The rest of my willpower I save for situations I have less control over or that sometimes blindside me. Such as parties with goodies I can't anticipate. I still use these strategies -- I have party rules and I will try not to hang out by the food table and I try not to arrive totally starving. But I definitely find myself using willpower at parties.
Another biggie is getting a random email at work that there is some sort of snack in the break room (Oh Coffee Cake. How I love thee! You reminds me of my childhood. The good parts like Dad coming home from a business trip a day early with some Entenmann's coffee cake and not the bad parts like those yellow peddle pushers I wasn't allowed to throw out because they still fit and we didn't have money to replace them with pants that didn't make me look like a fat banana.) These emails always trigger me even when the snack is something I don't particularly like. So they do take willpower.

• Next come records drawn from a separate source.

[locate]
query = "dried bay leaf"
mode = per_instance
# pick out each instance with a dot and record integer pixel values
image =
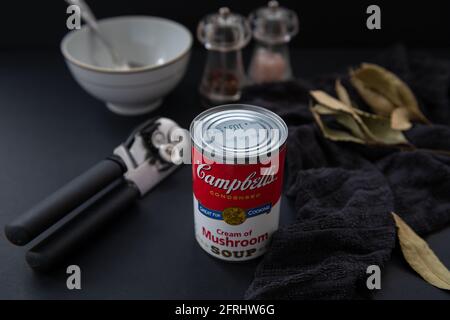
(369, 128)
(400, 119)
(383, 91)
(379, 104)
(383, 132)
(332, 134)
(420, 257)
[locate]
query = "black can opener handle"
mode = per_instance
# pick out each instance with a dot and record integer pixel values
(78, 231)
(59, 204)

But because my life is mostly set up to avoid having to use my willpower constantly, I haven't wasted it on the little things so I usually have enough to cover these unexpected temptations.
Which is not to say that I don't sometime use up all my willpower and lose that round of the game. But, like a video game where you start out with three lives and can even earn more, I just start over and try another willpower saving strategy.